Shit Just Got Real
I think I’ve looked at 50 or so villains since I started this series in April. We’re talking movie villains, TV villains, comic book and soap opera and Disney villains. And in that review, I’ve found the dastardliest villain of them is…waiting.
In the movies, that feeling of suspense, that “edge of your seat, I know something’s out there” sensation is what gave us 4 (count em 4) Paranormal Activity movies and the most fucked up scene in Seven (you know what I’m talking about, with the evergreen air fresheners, the dude with the one arm) In real life, it equates to the pretty girl’s ability to avoid that creepy dude at the club, the time between when your boss says “I need to speak with you for a minute” and the pink slip, or waiting for doctor’s appointments. Or test results. Or surgery.
You know what they say, “it’s all fun and games until somebody gets hurt.” Well, here at the ranch, somebody got hurt. Or is hurting. Honest Abe moment: my wife is ill, facing those medical issues only major surgery can cure. She’s scared but trying to wear the brave face—poorly; I’m scared but wearing the brave face masterfully; my kids are afraid that either their mother is going to die on the table (she won’t) or she won’t be same afterwards (I hope they’re wrong). In short, none of us are 100%.
So what does that have to do with you? It all comes down to love and responsibility. I love you all—each and every one of my wicked little readers. I love that you indulge my flights of fancy, that you let me bask in the darkness of my subjects, that you put up with my twisted sense of humor. We have a bond, you and I: I write the songs that make the whole world sing; you sing along. Okay, well, I stole that from Barry Manilow but you get my point. And I believe I have a responsibility to you too. I know you’ve come to depend on your frequent doses of villainy goodness. I know you’re a hype. As your pusher, I have a responsibility to supply your needs.
But the one I love is my responsibility.
I gotta make sure she’s good because I’m no good without her. It doesn’t work without her. And while our life revolves around tests and appointments, insurance approvals and schedules, hand-wringing and meltdowns—and so much fucking waiting! The waiting, man, that’s what kills you—I’ll be around. Not as frequent as I should be. Not as often as I want to be. But, like Superman says, “I’m always around.”

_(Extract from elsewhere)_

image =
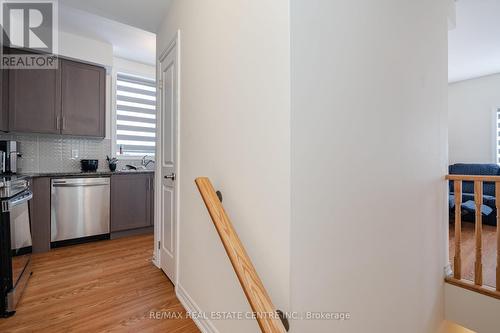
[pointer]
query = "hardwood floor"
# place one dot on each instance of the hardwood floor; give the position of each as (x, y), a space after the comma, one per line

I’m not going dark (that would be wrong) but infrequent is the name of the game. So please, cut me some slack. Give me some room. Bear with me. It’s not you, it’s me. I just need some space. Whatever works, that’s what we’ll go with.
Seriously, hang tight. Things will be better soon. Promise.
PS: I am fully aware my stuff pales in the face of Hurricane Sandy ravaging the East Coast. I know my place in the universe.